FLEURS DE KIWI AU SAUMON
Pour 6 personnes.

Ingrédients

  • 6 kiwis
  • 6 tranches de saumon fumé
  • 1 pot d'œufs de lump
  • 20 cl de crème fraîche épaisse
  • 20 cl de mayonnaise
  • sel, poivre du moulin

Préparation

  • Coupez dans chacune des 6 tranches de saumon 3 éventails afin de pouvoir les rouler en petits cornets.
  • Pelez les kiwis et coupez-les en tranches dans le sens de la longueur.
  • Juste au moment où vous la sortez du réfrigérateur, fouettez la crème fraîche jusqu'à ce qu'elle augmente de volume.
  • Salez-la légèrement, poivrez-la selon votre goût et incorporez-la délicatement à la mayonnaise.
  • Remplissez chaque cornet de saumon d'un peu de cette crème.
  • Rangez les cornets tout autour d'un plat rond, en les intercalant avec les tranches de kiwi afin de simuler les pétales d'une fleur.
  • Déposez sur la crème de chaque cornet quelques œufs de lump pour la décoration.
  • Gardez 1 h dans le réfrigérateur avant de servir.



SALADE DE GAMBAS
Pour 4 personnes

Ingrédients

  • 16 gambas (500 g)
  • 3 citrons verts
  • 4 gouttes de Tabasco
  • 3 cm de gingembre frais
  • 2 pomelos
  • 2 kiwis
  • 4 feuilles de laitue
  • 2 c. à soupe d'huile
  • 8 brins de coriandre ciselés
  • sel
  • poivre du moulin

Préparation

  • Décortiquez les gambas.
  • Partagez les queues en deux dans la longueur.
  • Faites-les macérer 30 min. avec le jus des citrons verts, la moitié du Tabasco et du gingembre râpé.
  • Dégagez les quartiers des pomelos et réservez-les au frais.
  • Pelez les kiwis, tranchez-les en rondelles.
  • Lavez et émincez les feuilles de laitue.
  • Égouttez les gambas.
  • Récupérez leur jus, mélangez-ledans une terrine avec l'huile, un peu de sel, de poivre, le reste de Tabasco et de gingembre râpé.
  • Ajoutez la laitue, la coriandre ciselée, les tranches de kiwis et de pomelos.
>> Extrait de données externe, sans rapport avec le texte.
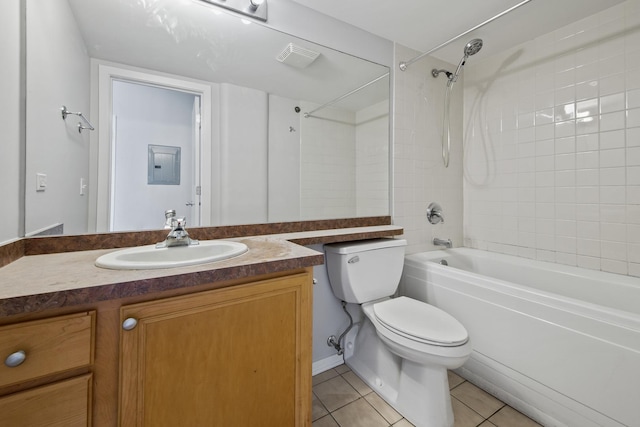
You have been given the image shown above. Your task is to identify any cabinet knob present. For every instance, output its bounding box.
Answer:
[4,350,27,368]
[122,317,138,331]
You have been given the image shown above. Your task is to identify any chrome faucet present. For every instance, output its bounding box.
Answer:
[427,203,444,224]
[156,210,200,249]
[433,237,453,248]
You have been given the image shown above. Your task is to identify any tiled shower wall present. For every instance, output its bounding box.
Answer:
[393,44,463,253]
[463,0,640,276]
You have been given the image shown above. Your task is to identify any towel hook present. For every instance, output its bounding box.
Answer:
[60,105,95,133]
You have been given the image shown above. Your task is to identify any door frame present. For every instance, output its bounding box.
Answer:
[88,61,212,233]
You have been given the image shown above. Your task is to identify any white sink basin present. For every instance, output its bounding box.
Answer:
[96,240,248,270]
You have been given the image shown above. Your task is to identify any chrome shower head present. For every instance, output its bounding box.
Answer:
[464,39,482,57]
[447,39,482,86]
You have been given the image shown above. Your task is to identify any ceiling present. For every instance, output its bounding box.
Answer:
[293,0,624,64]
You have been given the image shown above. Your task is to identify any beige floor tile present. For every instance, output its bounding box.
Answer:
[312,415,340,427]
[342,371,373,396]
[451,382,504,418]
[393,418,415,427]
[451,397,484,427]
[311,393,329,421]
[447,371,465,390]
[313,376,360,412]
[331,398,389,427]
[364,393,402,424]
[489,406,540,427]
[313,369,340,385]
[333,363,351,375]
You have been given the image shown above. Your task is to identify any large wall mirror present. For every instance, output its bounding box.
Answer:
[25,0,390,236]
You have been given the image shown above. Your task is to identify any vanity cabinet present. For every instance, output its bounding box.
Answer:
[0,311,95,427]
[119,270,312,427]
Mélangez bien.
  • Dressez cette salade dans des assiettes.
  • Posez les gambas dessus. Servez frais.



TARTE AUX KIWIS
Pour 6 personnes.

Ingrédients

  • 3 ou 4 kiwis suivant la grosseur
  • 200 g de farine
  • 100 g de beurre ramolli
  • 200 g de farine
  • 100 g de beurre ramolli
  • 20 cl de crème fraîche épaisse + 1 c à soupe
  • 5 oeufs
  • 1 c. à soupe d'huile
  • 1 pincée de sel
  • le jus de 1 citron
  • 100 g de vergeoise blonde

Préparation

  • Mettez la farine dans un saladier.
  • Ménagez un creux au centre et mettez-y le beurre coupé en petits morceaux , 1 œuf, la cuillerée à soupe de crème, l'huile et le sel.
  • Mélangez tous ces ingrédients le plus rapidement possible du bout des doigts.
  • Roulez la pâte en boule, enveloppez-la d'une feuille d'aluminium ménager et mettez-la au frais 1 h.
  • Étalez la pâte sur un plan de travail fariné et garnissez-en un moule à tarte.
  • Piquez le fond de pâte avec les dents d'une fourchette.
  • Pelez les kiwis, coupez-les en rondelles et rangez celles-ci sur le fond de la tarte.
  • Cassez 4 oeufs dans un saladier, mélangez-les avec la vergeoise puis ajoutez les 20 cl de crème et le jus de citron.
  • Répartissez cette préparation sur toute la surface de la tarte.
  • Faites cuire à four chaud (210° C, thermostat 7) pendant 30 mn.
  • Laissez refroidir et démoulez.



PUNCH AU LAIT DE KIWI
Pour 4 personnes.

Ingrédients

  • 4 kiwis
  • 60 cl de lait
  • 4 pincées de muscade râpée
  • 2 pincées de cannelle
  • 60 cl de rhum
  • 4 c à soupe de sirop de sucre de canne

Préparation

  • Versez le lait dans une casserole, ajoutez la cannelle et la muscade.
  • Amenez tout doucement à ébullition et laissez bouillir 1 mn.
  • Laissez refroidir le lait, filtrez-le et mettez-le au frais 2 h.
  • Pelez les kiwis, passez-les au tamis fin pour les réduire en purée fine.
  • Juste avant de servir, mixez le lait et le rhum avec le sirop jusqu'à ce que vous obteniez un mélange mousseux.
  • Mélangez-le à la purée de kiwis et servez aussitôt dans les verres bien frais.